Il faut rejeter, dit-il : « la vaine nostalgie de l'âge d'or tant
célébrée par les poètes ».
Un
âge d'or, mythe que l'on retrouve dans d'autres religions plus
anciennes encore, repris, comme tant d'autres mythes, par le
christianisme. Certains anthropologues voient donc l'humanité comme
se souvenant culturellement d'un ancien passage de désorganisation
primitive, une vie facile, vers l'ordre de la civilisation du labeur,
perçu comme une souffrance ; au contraire des érudits juifs comme
chrétiens qui perçoivent dans le récit de la Genèse l'exact
inverse : l'expulsion d'un couple, et non l'humanité, d'un
« jardin » ordonné et civilisé, l'homme vivant en
harmonie non seulement avec lui-même mais avec les animaux et
parlant directement avec Dieu, vers une jungle sauvage, la chasse et
la cueillette étant une condition plus primitive de lutte, de mort,
une nouvelle lutte incessante pour la survie.

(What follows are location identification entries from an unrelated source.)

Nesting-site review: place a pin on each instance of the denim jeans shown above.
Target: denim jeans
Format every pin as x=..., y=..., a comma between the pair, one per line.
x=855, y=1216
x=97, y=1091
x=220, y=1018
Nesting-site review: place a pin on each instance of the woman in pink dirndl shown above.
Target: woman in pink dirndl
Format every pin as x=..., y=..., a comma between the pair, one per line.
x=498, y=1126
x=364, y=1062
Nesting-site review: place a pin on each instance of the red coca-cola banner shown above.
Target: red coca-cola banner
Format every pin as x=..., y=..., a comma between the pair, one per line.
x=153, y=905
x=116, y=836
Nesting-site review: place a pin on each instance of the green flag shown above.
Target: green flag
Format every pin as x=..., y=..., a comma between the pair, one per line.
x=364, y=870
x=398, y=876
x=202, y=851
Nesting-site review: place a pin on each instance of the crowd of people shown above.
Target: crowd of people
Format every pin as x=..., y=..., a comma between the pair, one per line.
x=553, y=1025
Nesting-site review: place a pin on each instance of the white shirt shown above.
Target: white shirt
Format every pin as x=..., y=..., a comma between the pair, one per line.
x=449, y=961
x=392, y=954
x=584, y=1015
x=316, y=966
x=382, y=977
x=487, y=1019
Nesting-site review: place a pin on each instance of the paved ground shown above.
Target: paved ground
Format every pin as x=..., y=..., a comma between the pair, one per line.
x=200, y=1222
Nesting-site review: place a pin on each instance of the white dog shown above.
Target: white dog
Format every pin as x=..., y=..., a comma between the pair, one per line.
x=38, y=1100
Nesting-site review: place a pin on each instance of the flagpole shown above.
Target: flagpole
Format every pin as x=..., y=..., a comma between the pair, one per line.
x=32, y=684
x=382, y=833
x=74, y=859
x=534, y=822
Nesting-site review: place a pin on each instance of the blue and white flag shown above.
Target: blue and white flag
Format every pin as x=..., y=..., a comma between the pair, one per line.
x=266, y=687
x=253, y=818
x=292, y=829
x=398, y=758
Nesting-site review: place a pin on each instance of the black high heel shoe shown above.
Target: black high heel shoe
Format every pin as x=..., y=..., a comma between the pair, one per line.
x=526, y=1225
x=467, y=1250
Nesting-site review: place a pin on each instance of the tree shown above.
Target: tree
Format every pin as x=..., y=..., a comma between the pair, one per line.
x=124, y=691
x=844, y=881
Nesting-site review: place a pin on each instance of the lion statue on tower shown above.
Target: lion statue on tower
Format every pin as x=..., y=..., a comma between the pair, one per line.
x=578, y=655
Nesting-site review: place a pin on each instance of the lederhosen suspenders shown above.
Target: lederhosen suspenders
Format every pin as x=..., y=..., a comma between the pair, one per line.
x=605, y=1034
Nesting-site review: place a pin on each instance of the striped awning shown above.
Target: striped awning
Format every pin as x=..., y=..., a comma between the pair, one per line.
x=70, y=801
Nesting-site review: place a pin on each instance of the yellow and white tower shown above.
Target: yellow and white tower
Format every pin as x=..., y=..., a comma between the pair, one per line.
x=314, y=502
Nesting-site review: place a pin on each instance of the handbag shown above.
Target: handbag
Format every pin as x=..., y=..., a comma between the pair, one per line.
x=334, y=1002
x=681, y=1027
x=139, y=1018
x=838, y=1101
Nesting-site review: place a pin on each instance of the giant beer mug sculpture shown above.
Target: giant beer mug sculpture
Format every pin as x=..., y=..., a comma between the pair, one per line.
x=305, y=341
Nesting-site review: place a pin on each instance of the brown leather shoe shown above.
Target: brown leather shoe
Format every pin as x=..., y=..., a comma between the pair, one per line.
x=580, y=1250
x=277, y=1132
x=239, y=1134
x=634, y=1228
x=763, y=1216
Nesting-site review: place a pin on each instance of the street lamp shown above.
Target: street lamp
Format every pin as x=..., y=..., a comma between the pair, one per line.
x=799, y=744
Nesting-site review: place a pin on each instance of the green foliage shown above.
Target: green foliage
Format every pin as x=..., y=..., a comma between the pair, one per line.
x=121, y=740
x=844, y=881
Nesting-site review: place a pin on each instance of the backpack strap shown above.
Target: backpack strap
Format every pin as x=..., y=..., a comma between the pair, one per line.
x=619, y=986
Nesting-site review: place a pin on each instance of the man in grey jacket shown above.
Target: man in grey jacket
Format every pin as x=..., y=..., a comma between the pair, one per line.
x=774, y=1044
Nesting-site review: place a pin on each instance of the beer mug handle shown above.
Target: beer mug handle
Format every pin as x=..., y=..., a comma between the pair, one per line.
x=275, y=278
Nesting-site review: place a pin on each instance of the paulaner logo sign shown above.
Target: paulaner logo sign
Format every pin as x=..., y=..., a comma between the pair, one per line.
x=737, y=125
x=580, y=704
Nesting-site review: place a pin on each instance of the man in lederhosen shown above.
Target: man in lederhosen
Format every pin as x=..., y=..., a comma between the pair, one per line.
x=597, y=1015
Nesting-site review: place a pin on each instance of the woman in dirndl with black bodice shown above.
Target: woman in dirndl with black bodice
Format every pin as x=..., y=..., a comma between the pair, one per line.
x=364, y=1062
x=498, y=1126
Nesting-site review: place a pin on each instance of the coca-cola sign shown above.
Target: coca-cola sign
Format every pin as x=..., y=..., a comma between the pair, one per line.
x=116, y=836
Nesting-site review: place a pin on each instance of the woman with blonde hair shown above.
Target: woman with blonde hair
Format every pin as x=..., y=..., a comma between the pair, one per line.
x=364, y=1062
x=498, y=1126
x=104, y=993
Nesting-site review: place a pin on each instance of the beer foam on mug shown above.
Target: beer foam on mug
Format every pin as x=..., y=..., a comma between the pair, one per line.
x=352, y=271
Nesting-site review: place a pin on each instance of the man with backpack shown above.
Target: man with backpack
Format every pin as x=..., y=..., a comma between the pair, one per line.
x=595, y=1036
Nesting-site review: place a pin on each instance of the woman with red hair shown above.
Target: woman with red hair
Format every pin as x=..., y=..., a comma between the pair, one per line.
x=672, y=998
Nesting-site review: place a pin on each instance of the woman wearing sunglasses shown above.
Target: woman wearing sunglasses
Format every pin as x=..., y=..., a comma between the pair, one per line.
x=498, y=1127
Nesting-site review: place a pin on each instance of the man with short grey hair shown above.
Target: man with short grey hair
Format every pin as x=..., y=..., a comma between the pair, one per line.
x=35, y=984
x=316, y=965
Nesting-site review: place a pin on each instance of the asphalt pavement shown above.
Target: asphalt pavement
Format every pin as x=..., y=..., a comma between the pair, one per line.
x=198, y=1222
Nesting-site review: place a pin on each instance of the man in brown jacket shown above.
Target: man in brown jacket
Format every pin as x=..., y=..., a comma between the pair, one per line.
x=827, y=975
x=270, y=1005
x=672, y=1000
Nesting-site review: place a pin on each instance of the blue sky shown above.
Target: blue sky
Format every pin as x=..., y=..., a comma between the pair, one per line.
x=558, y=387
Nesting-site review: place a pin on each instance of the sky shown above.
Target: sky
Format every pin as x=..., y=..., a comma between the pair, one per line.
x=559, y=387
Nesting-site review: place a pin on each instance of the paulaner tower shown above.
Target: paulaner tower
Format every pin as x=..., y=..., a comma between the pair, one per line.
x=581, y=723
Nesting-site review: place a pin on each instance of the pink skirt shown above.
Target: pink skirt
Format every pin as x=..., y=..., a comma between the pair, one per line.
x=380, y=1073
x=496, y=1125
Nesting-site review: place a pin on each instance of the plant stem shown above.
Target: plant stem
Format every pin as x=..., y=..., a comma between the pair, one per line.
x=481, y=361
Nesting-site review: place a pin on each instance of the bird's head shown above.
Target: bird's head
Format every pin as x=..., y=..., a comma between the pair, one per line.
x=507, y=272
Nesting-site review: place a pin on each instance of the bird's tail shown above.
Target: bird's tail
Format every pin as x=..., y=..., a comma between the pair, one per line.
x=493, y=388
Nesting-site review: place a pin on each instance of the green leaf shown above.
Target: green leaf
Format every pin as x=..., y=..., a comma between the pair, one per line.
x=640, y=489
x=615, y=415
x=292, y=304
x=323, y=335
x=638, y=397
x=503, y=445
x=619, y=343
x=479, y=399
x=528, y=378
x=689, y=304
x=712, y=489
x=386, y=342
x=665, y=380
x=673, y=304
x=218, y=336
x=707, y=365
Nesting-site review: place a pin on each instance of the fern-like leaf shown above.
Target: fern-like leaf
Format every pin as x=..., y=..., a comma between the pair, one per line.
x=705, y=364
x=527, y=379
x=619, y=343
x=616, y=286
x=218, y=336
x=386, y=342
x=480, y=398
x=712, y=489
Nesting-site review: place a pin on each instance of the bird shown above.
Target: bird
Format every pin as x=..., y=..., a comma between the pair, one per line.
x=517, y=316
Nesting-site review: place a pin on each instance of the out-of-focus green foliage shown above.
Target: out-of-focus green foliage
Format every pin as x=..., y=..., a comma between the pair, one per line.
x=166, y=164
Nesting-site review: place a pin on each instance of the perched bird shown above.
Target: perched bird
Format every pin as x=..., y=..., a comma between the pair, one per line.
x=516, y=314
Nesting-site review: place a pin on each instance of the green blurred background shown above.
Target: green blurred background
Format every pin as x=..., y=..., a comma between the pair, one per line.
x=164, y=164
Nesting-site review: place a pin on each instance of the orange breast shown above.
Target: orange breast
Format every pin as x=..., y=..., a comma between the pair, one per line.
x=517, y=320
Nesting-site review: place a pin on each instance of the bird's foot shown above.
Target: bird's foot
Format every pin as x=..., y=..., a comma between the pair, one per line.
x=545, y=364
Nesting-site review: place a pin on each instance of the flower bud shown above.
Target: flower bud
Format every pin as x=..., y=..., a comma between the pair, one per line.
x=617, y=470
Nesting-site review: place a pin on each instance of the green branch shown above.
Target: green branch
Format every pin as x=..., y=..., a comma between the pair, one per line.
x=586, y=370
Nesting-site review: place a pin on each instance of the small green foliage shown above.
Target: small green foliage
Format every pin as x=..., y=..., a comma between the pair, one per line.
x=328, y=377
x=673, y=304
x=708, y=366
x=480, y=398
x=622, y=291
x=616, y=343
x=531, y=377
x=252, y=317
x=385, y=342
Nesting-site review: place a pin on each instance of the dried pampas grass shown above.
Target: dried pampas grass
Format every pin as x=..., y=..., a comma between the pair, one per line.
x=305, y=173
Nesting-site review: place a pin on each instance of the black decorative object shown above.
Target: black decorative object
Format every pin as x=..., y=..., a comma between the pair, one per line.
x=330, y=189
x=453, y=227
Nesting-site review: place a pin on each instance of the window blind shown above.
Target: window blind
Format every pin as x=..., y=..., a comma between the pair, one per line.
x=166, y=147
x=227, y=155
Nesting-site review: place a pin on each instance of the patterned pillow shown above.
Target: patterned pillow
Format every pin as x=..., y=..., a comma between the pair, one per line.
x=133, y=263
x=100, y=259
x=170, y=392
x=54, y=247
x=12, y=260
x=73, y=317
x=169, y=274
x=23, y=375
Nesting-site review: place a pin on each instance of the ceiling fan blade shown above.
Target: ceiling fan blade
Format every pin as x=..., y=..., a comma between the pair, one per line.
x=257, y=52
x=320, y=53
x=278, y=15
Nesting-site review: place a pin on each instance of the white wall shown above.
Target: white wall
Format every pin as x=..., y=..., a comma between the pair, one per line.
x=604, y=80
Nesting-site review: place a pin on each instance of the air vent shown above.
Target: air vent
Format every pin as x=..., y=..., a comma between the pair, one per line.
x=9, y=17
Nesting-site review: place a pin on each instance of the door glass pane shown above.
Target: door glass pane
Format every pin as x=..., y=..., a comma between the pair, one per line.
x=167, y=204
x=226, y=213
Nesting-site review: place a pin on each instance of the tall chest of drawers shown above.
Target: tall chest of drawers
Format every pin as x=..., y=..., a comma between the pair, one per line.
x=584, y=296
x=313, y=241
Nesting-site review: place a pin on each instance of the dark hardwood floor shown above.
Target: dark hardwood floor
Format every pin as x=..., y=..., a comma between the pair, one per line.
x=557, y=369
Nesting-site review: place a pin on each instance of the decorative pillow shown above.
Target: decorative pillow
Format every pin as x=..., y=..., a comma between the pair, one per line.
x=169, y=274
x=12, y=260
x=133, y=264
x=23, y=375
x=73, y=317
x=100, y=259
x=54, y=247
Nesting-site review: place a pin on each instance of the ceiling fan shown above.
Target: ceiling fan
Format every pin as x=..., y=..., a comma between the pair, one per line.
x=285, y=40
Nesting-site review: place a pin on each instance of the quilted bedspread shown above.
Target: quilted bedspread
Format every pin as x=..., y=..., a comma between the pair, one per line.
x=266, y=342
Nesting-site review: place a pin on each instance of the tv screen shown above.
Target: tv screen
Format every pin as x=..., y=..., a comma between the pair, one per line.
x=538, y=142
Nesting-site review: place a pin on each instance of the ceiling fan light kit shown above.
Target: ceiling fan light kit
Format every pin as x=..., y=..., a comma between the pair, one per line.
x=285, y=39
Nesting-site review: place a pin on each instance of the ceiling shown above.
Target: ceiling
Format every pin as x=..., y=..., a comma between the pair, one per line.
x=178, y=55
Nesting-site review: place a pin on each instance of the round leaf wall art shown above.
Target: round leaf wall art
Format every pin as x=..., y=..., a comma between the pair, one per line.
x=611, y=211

Cependant, le Livre de
la Genèse formule clairement que la culture, voire l'agriculture,
existaient aussi bien avant qu'après la vie dans le jardin.
Des
auteurs ont fait de nombreuses interprétations du meurtre fratricide
de Caïn. Il s'agirait en fait, de la trace de conflits anciens
entre les cultures de type Chasseur-cueilleur ou d'éleveurs nomades,
et les cultures nouvelles se développant chez les peuples se
sédentarisant grâce à l'agriculture et à un élevage non nomade.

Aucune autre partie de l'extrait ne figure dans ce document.